Бежит Флоренсио. За ним с лаем мчится собака. Арсенио вышел из кухни.
— На нашем участке, — говорит Флоренсио. — Надо ехать. Арсенио, давай скорее, собирай людей. Перекинется на другой участок — не остановишь!
Арсенио достает из кармана свисток. Свистит долго, пронзительно, как сирена. Вбегает в барак и снова свистит. Шум, крики. Пожар! Пожар! Кто-то не верит. «Да ну, шутят, конечно, Арсенио острит, как всегда». — «Да вставай же!» — «Пожар на плантации». — «Мачете берите с собой». Наспех, как попало, одеваются. Тропелахе подъехал на грузовике. Человек десять прыгают в кузов. Надо спешить. Пако, немного поколебавшись, вскочил на подножку, ухватился за ручку дверцы: «Может, я и немного могу сделать, но все-таки поеду». Белянка бежит за машиной, лает. Папаша застегивает штаны и тут же начинает говорить: «Вы поосторожнее. Огонь — штука предательская. Я один раз видел пожар…» Ветер уносит его слова. Никто не обращает на старика внимания. Подъехали. Слева от машины ползут по полю языки пламени. Тропелахе тормозит. Люди выскакивают из кузова. Жара адская.
В самом деле, настоящий ад. Поле охвачено слепящим пламенем, пышет жаром, трещит… Красиво. Огонь поедает все.
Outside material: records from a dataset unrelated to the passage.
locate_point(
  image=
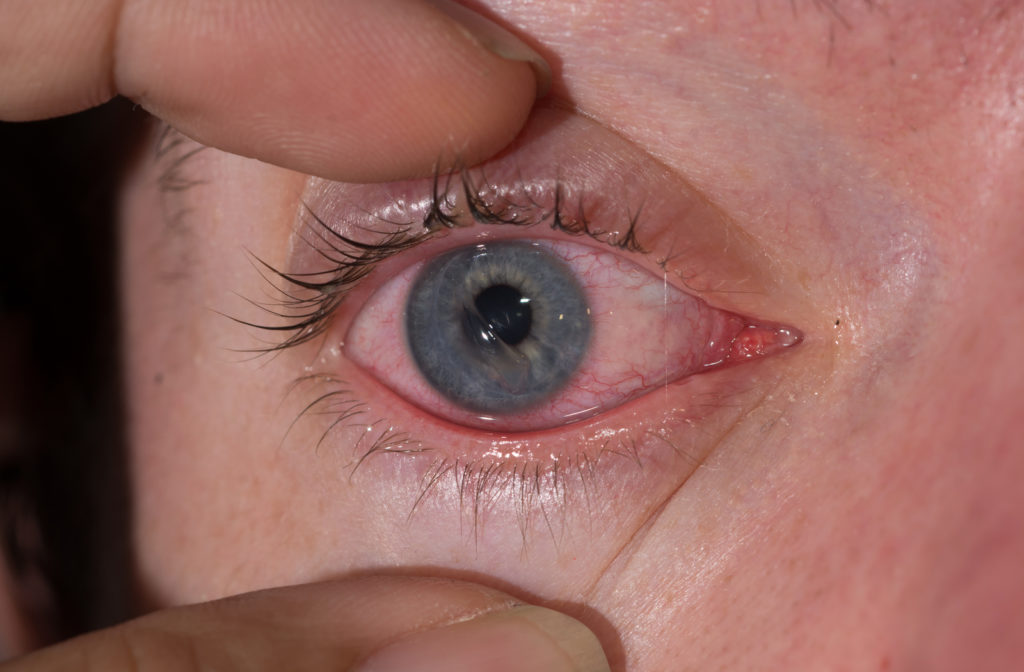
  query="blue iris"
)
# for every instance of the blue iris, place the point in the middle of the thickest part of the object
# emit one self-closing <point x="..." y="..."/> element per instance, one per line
<point x="497" y="328"/>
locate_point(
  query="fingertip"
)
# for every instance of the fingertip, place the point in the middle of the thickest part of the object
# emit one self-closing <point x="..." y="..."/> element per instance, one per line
<point x="347" y="90"/>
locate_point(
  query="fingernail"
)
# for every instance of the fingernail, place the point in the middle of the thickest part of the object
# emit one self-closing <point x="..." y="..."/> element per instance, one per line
<point x="520" y="639"/>
<point x="496" y="39"/>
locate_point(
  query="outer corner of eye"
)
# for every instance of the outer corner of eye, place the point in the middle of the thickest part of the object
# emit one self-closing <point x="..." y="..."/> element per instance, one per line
<point x="526" y="335"/>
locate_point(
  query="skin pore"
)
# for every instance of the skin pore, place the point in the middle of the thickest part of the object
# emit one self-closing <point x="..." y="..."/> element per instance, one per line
<point x="850" y="170"/>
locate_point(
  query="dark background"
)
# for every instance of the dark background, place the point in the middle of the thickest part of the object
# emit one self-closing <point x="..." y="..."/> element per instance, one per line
<point x="64" y="509"/>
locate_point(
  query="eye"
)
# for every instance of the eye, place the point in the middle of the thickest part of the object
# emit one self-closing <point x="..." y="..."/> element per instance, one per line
<point x="519" y="335"/>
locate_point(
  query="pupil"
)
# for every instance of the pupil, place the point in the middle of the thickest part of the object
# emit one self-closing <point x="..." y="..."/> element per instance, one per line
<point x="508" y="317"/>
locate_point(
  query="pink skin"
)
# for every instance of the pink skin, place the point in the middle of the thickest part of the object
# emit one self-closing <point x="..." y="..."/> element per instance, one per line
<point x="849" y="503"/>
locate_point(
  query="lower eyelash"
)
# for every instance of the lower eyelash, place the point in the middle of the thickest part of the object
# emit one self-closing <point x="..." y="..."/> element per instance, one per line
<point x="538" y="492"/>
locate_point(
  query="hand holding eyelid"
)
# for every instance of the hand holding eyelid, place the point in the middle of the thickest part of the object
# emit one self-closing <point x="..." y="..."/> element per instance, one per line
<point x="369" y="624"/>
<point x="353" y="90"/>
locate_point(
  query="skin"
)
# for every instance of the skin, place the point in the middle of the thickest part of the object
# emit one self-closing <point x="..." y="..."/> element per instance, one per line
<point x="849" y="503"/>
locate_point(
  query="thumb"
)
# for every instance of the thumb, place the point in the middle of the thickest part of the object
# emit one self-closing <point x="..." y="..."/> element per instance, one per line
<point x="372" y="624"/>
<point x="354" y="90"/>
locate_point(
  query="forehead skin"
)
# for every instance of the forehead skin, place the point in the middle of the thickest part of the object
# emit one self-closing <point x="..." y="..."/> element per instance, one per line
<point x="875" y="151"/>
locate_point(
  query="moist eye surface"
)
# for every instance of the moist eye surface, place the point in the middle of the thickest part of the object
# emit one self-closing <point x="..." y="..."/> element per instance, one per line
<point x="499" y="327"/>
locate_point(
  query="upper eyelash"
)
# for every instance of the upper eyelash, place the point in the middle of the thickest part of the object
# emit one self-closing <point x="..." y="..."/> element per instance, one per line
<point x="307" y="303"/>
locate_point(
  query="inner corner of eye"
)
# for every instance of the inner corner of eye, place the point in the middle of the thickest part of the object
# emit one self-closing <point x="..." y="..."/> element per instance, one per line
<point x="516" y="335"/>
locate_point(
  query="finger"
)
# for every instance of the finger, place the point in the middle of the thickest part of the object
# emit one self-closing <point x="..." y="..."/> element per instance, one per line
<point x="357" y="90"/>
<point x="387" y="624"/>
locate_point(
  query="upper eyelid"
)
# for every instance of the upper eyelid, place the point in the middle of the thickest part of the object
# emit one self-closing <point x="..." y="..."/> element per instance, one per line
<point x="306" y="317"/>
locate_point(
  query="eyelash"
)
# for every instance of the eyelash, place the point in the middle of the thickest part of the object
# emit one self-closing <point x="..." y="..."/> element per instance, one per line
<point x="307" y="317"/>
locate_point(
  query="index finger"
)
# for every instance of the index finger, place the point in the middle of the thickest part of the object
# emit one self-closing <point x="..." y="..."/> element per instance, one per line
<point x="354" y="90"/>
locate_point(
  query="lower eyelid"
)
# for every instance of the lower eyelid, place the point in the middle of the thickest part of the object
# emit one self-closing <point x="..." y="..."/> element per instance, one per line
<point x="644" y="333"/>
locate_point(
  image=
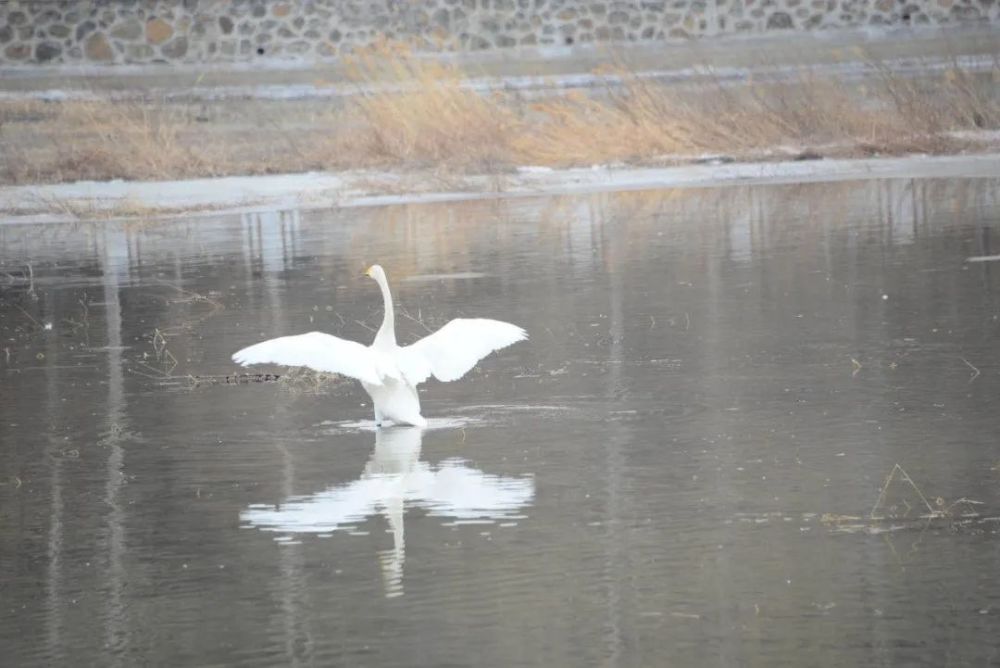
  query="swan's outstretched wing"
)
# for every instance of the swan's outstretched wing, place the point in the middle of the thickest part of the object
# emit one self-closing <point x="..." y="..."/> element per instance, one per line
<point x="450" y="352"/>
<point x="319" y="351"/>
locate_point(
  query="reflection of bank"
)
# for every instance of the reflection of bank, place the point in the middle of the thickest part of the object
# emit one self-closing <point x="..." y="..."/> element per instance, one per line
<point x="393" y="480"/>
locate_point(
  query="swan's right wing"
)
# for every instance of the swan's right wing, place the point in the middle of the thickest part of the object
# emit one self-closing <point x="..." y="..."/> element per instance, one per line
<point x="449" y="353"/>
<point x="318" y="351"/>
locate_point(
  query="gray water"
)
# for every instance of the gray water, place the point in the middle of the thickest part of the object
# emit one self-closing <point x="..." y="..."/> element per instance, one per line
<point x="686" y="464"/>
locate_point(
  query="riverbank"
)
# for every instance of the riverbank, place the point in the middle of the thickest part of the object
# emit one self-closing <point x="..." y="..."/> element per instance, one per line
<point x="359" y="188"/>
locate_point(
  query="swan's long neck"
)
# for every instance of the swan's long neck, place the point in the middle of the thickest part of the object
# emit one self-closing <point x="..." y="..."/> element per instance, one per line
<point x="387" y="332"/>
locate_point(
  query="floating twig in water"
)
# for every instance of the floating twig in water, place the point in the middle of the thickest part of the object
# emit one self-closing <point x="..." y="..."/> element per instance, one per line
<point x="857" y="366"/>
<point x="975" y="371"/>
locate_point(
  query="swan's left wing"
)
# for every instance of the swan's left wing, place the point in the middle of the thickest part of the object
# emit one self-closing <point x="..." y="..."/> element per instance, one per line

Полевые мыши, змеи, муравьи, ящерицы бегут от кары небесной, ищут спасенья. Валится тростник, чернеют, облетают листья. Склоняются гордые верхушки, горят стебли, горит трава, земля горит… Серый и черный густой дым плывет над плантацией. Горячий ветер несет искры. Огонь подползает, невидимый под слоем листьев, и вдруг столбом взвивается кверху. Температура доходит до семидесяти по Фаренгейту. Дикое, невиданное, жуткое зрелище. Удушающий жар. Горит, пылает сахарный лес.